Pero contrario a la mayor parte de plantas – y animales – que sencillamente mueren, los llamados “pastos de la resurrección” suelen recuperar su verdor poco tiempo después de que las lluvias (que bien pueden tardarse años en llegar) vuelvan a refrescar las tierras ardientes. Su capacidad, que ha sorprendido a los seres humanos por milenios, está hoy bajo la lupa de los científicos que esperan que nos indique maneras más eficientes de cultivar en tierras con poca agua.

El Pasto de la Resurrección

El Profesor Sagadevan Mundree, la Doctora Brett Williams y el Investigador Hao Long son los tres científicos australianos que se dedicaron a estudiar de cerca la especie nativa de pasto desértico Tripogon loliiformis conocida por sus sorprendentes habilidades para resistir la sequía. Lo que descubrieron superó las expectativas. El pasto no se reconstruía con las lluvias: se regeneraba.

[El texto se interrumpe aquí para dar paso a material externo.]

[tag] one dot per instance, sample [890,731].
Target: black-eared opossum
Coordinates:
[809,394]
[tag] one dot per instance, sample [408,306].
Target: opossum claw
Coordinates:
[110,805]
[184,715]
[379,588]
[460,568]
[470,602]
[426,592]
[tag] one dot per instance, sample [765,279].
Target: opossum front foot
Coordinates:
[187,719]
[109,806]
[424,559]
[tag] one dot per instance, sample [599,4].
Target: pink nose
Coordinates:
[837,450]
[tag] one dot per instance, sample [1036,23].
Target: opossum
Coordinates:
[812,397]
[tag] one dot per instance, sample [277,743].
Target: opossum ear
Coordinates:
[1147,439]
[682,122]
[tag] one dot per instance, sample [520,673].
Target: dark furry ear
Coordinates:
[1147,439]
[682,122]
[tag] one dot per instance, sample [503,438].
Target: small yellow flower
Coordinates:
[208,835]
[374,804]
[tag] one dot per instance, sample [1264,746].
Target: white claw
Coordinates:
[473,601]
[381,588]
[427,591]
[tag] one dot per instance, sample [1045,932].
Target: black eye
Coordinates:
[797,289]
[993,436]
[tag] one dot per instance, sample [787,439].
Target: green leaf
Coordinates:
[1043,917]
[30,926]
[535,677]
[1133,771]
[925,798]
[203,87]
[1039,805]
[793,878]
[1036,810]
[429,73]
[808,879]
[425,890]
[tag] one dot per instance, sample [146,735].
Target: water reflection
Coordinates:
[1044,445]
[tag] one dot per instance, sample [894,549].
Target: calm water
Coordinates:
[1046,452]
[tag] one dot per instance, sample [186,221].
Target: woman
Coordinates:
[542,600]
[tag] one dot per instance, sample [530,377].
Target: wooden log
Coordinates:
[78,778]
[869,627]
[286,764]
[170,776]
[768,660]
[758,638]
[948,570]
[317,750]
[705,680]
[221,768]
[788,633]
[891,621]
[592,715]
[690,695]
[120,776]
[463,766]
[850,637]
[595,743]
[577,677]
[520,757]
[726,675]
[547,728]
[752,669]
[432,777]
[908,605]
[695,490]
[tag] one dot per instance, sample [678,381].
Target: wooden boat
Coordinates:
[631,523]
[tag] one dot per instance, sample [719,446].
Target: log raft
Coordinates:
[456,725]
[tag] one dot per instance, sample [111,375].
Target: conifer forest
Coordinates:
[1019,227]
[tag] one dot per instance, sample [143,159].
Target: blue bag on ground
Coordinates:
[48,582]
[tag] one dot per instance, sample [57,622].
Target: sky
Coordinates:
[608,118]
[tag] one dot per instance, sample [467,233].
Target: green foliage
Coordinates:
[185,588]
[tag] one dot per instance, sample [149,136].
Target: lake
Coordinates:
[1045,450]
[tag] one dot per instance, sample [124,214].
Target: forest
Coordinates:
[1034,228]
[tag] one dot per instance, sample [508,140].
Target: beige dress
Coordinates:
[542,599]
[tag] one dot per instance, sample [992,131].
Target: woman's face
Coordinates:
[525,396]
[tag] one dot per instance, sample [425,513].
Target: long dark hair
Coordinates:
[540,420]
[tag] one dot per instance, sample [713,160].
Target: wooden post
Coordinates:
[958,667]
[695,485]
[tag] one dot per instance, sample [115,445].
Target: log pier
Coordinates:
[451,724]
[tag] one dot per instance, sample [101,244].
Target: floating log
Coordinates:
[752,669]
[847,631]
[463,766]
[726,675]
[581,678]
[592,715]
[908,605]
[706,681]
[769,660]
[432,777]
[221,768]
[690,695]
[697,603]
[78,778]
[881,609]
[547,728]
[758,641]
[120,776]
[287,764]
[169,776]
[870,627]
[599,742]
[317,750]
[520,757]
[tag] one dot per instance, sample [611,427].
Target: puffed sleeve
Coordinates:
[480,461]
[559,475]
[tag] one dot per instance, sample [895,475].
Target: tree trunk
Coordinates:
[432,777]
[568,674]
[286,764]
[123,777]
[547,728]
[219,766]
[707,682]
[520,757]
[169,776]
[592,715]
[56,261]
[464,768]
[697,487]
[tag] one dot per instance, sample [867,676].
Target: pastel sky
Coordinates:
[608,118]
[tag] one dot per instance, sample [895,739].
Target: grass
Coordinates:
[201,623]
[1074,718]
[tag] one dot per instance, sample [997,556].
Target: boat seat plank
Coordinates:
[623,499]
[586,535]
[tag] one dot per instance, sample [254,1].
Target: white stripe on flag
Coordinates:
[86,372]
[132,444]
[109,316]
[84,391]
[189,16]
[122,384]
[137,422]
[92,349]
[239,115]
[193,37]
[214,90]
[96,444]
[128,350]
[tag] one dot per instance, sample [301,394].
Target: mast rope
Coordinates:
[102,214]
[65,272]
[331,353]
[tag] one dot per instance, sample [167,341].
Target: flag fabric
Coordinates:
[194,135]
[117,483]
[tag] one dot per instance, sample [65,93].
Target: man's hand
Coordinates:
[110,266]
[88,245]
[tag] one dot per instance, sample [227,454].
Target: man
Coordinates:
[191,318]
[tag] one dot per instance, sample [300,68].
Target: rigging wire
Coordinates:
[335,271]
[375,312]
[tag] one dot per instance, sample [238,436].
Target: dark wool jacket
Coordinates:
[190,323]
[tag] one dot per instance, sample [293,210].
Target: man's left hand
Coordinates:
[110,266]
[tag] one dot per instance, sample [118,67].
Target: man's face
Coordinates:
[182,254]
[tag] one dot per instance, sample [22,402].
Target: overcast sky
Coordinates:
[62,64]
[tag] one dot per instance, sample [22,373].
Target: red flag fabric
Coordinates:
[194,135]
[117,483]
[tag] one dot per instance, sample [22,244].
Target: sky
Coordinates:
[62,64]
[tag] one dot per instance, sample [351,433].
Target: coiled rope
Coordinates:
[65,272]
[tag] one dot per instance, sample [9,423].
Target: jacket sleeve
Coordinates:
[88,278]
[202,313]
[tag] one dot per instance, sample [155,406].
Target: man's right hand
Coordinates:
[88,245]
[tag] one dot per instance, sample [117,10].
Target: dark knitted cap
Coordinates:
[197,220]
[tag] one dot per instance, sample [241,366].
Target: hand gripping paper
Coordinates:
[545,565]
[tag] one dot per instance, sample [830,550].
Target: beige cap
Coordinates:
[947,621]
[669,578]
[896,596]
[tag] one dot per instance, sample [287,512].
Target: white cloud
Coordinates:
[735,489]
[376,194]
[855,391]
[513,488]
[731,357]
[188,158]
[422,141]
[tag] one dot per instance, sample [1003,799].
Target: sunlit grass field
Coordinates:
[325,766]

Esto significa que el pasto no reanuda el crecimiento a partir de nuevas células, sino que los tejidos secos se reconstituyen cuando aparece el agua. Aunque parezca banal, las implicaciones son importantes pues indican, primero, una capacidad anormal y generalizada de resistencia a la sequía y segundo un sistema más eficiente que permite usar los recursos que ya se invirtieron originalmente.

El sistema por el cual estas variedades de pasto se mantienen en medio de la sequía pasa por complejos manejos de algunos azúcares que le permiten expulsar a la planta las toxinas de sus células incluso en condiciones en las que más del 95% del agua se ha evaporado. Esto, si se realiza adecuadamente, permite al pasto sobrevivir por años.

El equipo investigador

Problemas climáticos

Ya hemos hablado aquí de los peligros que el cambio climático impone sobre nuestra sociedad y de las necesidades a las que podríamos estar sometidos en un entorno en el que las sequías se hagan más largas. Muchas de las regiones más fértiles del mundo, como California, el Creciente Fértil o el Norte de África podrían desaparecer como productores agrícolas en este contexto.

Por esta razón, hoy más que nunca es prioritaria la inversión en sistemas que nos permitan sacar lo mejor de la tierra y aprovechar estas vastas regiones incluso en el marco de sequías generalizadas. Y por esta razón resulta muy importante la investigación del equipo australiano.

Si se puede aplicar el conocimiento del Pasto de la Resurrección a otras especies de plantas, más aprovechables para los seres humanos, es posible que estemos ante una solución que aliviaría la situación de millones de personas y podría salvar otro tanto de vidas… si es que las instituciones capaces de realizar esta solución deciden otorgarla para el bienestar de la humanidad y no para ensanchar sus arcas, claro.